La section autrichienne d'Amnesty International a publié un communiqué
exprimant de sérieuses inquiétudes sur les méthodes employées lors de
ces arrestations et sur la façon dont elles ont été motivées.
Ils sont
accusés d'appartenir à une " organisation criminelle " au sens de l'article
278a du Code pénal autrichien.
À ce jour, aucune accusation précise n'a
été portée contre les détenus, aucun interrogatoire n'a eu lieu, et l'accès
à une grande partie des preuves prétendument réunies contre eux leur est
toujours refusé, ainsi qu'à leurs avocats.
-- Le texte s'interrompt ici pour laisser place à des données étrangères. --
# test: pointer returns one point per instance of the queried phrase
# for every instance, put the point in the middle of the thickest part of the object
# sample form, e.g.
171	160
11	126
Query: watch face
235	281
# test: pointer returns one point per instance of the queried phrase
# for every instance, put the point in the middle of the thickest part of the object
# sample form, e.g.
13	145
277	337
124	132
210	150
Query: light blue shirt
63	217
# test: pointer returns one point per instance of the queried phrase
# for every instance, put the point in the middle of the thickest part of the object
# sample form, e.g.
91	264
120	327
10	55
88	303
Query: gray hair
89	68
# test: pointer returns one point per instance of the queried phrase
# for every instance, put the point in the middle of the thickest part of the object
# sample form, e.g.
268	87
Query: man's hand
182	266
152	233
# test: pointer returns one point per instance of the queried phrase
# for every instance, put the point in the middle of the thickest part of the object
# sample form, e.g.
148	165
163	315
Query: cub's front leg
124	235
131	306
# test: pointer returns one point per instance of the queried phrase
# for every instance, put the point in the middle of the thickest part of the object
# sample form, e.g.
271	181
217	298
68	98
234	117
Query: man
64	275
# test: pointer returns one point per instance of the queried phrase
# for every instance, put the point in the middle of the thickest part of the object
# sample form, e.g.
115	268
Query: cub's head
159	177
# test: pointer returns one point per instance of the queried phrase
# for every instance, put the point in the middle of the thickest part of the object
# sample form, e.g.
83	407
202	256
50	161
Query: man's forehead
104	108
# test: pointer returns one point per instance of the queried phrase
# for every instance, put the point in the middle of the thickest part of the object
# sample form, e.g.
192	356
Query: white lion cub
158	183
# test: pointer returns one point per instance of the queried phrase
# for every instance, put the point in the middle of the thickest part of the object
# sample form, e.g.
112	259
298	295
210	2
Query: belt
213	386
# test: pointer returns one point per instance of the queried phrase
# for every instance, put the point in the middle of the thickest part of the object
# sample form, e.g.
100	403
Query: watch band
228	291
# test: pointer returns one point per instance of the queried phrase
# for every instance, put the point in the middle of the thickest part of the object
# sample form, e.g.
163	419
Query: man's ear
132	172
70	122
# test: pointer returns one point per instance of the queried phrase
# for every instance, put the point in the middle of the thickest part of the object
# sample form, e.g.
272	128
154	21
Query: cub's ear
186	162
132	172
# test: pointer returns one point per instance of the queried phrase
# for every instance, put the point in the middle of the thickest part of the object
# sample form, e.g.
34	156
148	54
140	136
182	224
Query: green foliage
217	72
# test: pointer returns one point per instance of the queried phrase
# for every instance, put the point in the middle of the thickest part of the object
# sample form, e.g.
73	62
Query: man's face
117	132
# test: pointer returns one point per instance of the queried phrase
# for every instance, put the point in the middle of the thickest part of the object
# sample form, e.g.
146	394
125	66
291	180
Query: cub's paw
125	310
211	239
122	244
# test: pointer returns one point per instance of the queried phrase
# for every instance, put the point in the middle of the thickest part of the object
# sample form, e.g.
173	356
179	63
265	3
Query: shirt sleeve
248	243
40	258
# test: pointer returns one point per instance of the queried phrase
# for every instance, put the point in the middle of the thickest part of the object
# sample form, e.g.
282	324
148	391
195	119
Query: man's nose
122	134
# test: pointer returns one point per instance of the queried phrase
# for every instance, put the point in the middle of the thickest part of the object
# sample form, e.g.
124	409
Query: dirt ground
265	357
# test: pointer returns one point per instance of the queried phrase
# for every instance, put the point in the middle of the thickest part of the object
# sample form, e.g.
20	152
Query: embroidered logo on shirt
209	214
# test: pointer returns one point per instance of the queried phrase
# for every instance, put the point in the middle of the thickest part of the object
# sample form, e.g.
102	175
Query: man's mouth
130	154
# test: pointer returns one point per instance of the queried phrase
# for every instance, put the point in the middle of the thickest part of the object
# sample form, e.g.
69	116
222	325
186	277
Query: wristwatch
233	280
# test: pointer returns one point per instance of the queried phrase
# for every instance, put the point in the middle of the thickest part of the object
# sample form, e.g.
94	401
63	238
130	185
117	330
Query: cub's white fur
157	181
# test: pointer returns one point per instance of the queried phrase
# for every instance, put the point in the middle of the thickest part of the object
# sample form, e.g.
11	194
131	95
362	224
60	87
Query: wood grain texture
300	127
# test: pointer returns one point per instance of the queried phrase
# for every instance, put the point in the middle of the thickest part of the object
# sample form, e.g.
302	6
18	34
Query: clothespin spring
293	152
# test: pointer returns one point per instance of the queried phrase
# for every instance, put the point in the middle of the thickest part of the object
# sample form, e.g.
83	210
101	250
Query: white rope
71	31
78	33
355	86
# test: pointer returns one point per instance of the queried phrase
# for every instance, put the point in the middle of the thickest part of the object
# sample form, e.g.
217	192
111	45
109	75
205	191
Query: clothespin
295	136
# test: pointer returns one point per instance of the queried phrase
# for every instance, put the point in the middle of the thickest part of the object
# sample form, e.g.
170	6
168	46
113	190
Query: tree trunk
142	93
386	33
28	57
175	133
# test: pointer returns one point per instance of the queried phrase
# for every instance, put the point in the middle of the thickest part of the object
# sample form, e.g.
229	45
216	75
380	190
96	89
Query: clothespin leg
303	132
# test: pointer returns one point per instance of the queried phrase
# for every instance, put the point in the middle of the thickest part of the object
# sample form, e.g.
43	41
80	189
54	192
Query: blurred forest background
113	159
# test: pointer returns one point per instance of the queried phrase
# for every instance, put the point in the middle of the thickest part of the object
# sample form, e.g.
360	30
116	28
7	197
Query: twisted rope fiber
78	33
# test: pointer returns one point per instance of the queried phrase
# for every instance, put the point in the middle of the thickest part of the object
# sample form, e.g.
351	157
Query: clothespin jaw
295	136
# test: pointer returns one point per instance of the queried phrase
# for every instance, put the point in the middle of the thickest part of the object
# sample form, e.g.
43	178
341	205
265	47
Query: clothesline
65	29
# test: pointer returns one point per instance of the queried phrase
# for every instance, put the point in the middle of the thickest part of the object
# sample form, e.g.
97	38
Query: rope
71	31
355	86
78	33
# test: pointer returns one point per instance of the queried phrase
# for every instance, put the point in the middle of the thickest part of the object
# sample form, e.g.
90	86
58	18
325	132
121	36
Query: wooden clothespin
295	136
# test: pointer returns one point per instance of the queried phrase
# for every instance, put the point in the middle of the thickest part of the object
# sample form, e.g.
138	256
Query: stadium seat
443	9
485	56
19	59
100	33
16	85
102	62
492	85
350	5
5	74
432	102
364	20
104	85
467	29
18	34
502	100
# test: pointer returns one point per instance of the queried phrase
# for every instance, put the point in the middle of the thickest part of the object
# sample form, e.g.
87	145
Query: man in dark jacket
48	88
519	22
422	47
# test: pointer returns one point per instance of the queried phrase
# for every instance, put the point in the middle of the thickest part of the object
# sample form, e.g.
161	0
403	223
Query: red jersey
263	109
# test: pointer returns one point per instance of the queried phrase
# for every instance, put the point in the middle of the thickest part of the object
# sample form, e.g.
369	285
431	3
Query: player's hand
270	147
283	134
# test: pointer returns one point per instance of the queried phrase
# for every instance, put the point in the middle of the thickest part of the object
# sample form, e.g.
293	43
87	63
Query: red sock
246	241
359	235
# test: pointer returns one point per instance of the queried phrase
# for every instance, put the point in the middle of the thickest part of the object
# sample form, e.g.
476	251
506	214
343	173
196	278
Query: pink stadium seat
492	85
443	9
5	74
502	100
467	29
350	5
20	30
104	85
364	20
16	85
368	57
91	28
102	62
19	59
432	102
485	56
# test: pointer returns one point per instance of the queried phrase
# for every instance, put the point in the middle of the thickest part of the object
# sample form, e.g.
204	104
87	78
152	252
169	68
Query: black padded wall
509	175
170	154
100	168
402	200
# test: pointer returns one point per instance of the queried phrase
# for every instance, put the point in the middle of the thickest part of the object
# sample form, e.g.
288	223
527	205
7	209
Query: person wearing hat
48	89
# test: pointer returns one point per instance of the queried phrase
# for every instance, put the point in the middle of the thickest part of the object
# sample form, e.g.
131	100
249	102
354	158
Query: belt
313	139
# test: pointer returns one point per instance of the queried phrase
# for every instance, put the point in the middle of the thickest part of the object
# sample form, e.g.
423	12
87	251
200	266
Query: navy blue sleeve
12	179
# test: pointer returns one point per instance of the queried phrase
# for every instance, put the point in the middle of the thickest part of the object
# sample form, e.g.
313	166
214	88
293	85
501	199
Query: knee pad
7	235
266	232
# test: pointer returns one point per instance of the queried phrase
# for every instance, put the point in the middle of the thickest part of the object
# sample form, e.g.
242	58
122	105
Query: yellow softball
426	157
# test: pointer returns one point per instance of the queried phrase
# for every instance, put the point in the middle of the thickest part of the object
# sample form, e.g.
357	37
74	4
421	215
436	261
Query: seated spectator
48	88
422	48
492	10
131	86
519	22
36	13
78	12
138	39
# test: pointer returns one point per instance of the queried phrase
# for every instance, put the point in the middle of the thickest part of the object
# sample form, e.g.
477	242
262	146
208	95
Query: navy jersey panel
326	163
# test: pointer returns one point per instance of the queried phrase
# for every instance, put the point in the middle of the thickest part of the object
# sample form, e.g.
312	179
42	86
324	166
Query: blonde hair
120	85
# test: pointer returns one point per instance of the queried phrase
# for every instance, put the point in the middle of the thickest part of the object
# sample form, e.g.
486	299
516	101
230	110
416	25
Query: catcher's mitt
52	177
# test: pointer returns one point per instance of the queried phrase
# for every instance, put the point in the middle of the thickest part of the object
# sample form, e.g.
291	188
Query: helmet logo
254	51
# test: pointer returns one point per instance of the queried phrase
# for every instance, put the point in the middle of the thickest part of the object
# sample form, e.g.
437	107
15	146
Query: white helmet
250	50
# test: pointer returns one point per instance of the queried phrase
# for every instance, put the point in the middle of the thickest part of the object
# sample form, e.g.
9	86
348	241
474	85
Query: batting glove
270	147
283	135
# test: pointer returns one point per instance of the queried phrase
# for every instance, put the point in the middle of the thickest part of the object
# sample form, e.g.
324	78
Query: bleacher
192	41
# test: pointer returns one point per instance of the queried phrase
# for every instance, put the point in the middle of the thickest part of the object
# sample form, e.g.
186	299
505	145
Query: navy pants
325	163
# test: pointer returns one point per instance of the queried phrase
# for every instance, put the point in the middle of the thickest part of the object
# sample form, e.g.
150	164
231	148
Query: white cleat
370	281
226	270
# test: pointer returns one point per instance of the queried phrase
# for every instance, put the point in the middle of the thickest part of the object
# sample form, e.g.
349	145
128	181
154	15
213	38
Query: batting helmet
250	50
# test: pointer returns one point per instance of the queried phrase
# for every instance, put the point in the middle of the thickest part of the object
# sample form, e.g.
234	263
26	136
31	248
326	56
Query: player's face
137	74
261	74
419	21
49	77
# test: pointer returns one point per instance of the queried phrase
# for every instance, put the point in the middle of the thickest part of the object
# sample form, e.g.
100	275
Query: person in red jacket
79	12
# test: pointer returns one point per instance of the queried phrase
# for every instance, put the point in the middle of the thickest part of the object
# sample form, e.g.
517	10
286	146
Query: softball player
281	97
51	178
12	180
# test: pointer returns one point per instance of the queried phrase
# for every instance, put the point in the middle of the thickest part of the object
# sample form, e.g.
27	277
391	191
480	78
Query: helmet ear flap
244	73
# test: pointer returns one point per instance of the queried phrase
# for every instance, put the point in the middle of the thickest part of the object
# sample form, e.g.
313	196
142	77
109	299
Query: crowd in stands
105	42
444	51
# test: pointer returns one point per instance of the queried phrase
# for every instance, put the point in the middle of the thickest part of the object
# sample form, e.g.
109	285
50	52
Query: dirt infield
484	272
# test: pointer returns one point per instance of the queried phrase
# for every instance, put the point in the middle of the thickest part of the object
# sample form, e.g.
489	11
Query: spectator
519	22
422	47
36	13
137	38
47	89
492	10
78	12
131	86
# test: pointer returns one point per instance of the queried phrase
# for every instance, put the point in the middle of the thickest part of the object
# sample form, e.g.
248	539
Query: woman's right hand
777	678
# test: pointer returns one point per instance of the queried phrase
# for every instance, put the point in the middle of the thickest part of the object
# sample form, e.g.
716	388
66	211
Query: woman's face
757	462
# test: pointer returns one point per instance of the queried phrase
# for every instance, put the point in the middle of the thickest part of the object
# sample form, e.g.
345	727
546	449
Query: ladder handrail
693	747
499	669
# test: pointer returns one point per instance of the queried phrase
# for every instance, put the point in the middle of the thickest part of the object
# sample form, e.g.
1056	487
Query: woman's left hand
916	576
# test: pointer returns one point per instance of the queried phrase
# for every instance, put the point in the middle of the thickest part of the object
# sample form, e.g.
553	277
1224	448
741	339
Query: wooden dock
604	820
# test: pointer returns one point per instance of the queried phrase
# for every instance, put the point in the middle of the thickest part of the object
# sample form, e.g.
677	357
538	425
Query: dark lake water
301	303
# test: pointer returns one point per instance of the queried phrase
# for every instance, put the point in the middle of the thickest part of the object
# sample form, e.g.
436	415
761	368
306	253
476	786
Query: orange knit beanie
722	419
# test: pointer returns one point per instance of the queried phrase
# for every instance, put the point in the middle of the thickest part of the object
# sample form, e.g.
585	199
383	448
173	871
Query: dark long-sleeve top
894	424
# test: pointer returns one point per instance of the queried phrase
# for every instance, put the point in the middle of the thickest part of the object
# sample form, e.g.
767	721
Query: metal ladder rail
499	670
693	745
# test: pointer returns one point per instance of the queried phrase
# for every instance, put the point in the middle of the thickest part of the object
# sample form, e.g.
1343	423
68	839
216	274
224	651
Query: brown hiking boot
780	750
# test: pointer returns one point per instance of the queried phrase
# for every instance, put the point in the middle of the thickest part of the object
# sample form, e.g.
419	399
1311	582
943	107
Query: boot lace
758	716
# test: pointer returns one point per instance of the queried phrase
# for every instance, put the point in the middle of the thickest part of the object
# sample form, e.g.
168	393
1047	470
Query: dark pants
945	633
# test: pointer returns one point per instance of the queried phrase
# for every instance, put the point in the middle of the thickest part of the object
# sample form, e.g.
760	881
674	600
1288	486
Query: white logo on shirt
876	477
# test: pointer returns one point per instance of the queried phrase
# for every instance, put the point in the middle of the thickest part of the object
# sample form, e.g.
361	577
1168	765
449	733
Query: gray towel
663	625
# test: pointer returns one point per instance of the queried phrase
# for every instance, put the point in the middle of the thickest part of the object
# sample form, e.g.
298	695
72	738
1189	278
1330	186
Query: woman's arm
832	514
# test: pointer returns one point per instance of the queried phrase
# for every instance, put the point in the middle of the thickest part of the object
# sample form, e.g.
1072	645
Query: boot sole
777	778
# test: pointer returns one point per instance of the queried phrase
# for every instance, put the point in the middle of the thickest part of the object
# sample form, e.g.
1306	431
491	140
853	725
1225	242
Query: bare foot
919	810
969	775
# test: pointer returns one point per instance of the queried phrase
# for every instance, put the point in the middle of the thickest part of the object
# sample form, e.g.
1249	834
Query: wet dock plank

Ils sont actuellement maintenus
en détention préventive pour une période de deux mois qui pourrait être
renouvelée.
L'article 278 a été promulgué en 2002 pour lutter contre le
trafic de drogue, le trafic d'êtres humains et d'autres formes graves
de crime organisé.
Pourtant, il est actuellement utilisé pour détenir
dix personnes contre lesquelles aucune accusation de ce type n'a jamais
été portée.
Face à ses faits graves, la mobilisation internationale s'organise.
Des manifestations de soutien ont eu lieu aux Etats-Unis, en Inde, dans
plusieurs pays de la Communauté Européenne dont la France avec des actions
à Paris et à Lyon.
Le 25 juin, un communiqué signé de 174 groupes ou organisations de 32
pays a été envoyé à la presse.
Des citoyens du monde entier ont écrit aux ambassades autrichiennes de
leurs pays, les détenus reçoivent des lettres de soutien, un site international
de solidarité a été créé, une lettre
ouverte sera prochainement envoyée au Président de la Commission Européenne.
A Lyon, un comité de soutien a été créé.
A Montpellier, un comité de soutien
aux militants autrichiens de la protection animale incarcérés vient de
voir le jour
Des actions pacifiques et non-violentes seront mises en place
par ce comité notamment pour informer la population montpelliéraine de
la situation autrichienne.
Nous tenterons d'avoir l'appui de la municipalité
et nous interpellerons les députés européens du Sud-Est de la France afin
qu'ils fassent pression pour que les Droits de l'Homme soit respectés
dans un pays de la Communauté Européenne.
Nous ne manquerons pas de vous
tenir informés de l'évolution de la situation et des actions précises
que nous mettrons en place dans les jours à venir.